陈虎转过头,看著那架重如泰山的雪橇,语气中透著一股深深的绝望。
“一根两根竹茬或许不起作用。但当我们滑行了几百米后,钢管底部就像是一个巨大的推雪铲,已经极其死命地卡进去了十几根极其坚硬的变异竹茬。”
“这些竹茬就像是一个个极其坚固的天然『木楔子,硬生生地塞在钢管底下。它们不仅彻底改变了滑动摩擦力的物理性质,更是像剎车片一样,把这架雪橇彻彻底底地、死死地『焊在了这条被我们自己毁掉的道路上!”
死寂。
在这片零下十五度的冰封雪林中,除了狂风掠过树梢发出的呼啸声,队伍里陷入了一片令人窒息的绝对死寂。
这是一个极其荒谬、却又极其符合物理与工程学逻辑的连环死结。
他们用竹子铺了路,用铁链毁了路,现在,这条被毁掉的路,用它那坚硬如铁的残骸,极其冷酷地报復了他们这架试图取巧的钢铁雪橇。
“大自然真他娘的公平。咱们在这片废土上走的每一步捷径,最后都得拿血汗连本带利地还回去。
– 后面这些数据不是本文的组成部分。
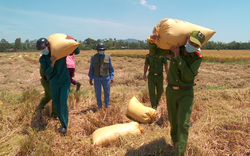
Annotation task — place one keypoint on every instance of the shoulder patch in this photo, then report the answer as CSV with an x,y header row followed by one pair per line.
x,y
198,54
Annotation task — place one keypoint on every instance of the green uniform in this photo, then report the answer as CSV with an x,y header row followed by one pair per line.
x,y
179,92
155,77
47,97
59,85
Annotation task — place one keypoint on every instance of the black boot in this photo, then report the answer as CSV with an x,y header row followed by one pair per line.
x,y
63,130
78,85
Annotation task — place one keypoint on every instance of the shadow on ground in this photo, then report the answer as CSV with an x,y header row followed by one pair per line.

”
张大军靠在枯树干上,老兵的眼中闪过一丝极其疲惫的沧桑,他从口袋里摸出一根已经冻得发硬的香菸,却根本找不到火柴,只能烦躁地把它重新塞回兜里。
“那现在怎么办?这底盘卡死了,拉是绝对拉不动的。难不成把木头卸了,把雪橇抬起来清理?”孤狼极其冷静地指出了最现实的物理难题。
“卸货?就凭咱们这几个连刀都握不稳的伤员?”李强苦笑了一声,看了一眼自己那肿胀如胡萝卜的双手,“卸下来容易,等会儿怎么装上去?”
“不能卸货。也没有时间卸货。”
周逸极其艰难地將视线从驼鹿那疲惫的身躯上收回,他看著陈虎,又看了看站在一旁的后勤兵大龙和小吴。
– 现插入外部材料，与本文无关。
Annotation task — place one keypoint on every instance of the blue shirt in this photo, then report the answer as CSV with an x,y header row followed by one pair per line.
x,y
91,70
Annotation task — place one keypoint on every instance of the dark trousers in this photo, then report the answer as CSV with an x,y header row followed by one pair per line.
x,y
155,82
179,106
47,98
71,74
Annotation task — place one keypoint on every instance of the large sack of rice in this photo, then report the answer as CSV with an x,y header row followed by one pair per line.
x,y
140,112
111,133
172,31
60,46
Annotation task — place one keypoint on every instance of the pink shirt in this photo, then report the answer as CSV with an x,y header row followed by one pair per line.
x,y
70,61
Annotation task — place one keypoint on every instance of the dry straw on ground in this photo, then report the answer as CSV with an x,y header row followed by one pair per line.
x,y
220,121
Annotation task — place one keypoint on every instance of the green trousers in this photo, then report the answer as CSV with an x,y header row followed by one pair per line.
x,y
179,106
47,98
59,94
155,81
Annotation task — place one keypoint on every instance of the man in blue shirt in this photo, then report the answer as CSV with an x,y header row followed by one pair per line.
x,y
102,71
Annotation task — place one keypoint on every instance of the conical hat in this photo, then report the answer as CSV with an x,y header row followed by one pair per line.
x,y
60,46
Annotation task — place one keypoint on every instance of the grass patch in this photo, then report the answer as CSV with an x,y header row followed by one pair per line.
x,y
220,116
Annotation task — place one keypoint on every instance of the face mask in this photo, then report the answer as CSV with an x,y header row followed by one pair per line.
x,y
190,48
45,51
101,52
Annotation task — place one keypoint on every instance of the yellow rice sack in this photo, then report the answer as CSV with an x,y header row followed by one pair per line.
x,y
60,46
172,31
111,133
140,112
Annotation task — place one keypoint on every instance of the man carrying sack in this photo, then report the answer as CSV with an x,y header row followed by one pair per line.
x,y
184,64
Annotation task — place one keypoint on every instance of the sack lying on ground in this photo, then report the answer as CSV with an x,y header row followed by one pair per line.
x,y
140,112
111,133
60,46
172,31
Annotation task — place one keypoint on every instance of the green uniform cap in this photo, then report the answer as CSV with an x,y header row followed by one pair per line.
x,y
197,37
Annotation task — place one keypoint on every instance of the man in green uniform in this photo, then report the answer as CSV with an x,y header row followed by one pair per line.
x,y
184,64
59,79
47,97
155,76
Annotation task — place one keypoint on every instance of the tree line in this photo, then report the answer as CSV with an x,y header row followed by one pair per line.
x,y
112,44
“既然是卡在底部的木楔子,那我们就把它一根一根地,从钢管底下给剔出来。”
“这是个笨办法。但在这个冰天雪地里,我们只能用最笨的办法,去解这个最硬的死结。”
周逸的话音落下。
陈虎、大龙和小吴三个人没有任何犹豫。他们极其默契地从腰间拔出了那把边缘极其锋利的加长精钢工兵铲。
这三个在整个团队中战斗力最弱、但在后勤保障中却最为坚韧的普通士兵,极其沉默地走到了那架九百公斤重的雪橇旁边。
然后,在这零下十五度的极寒冰面上。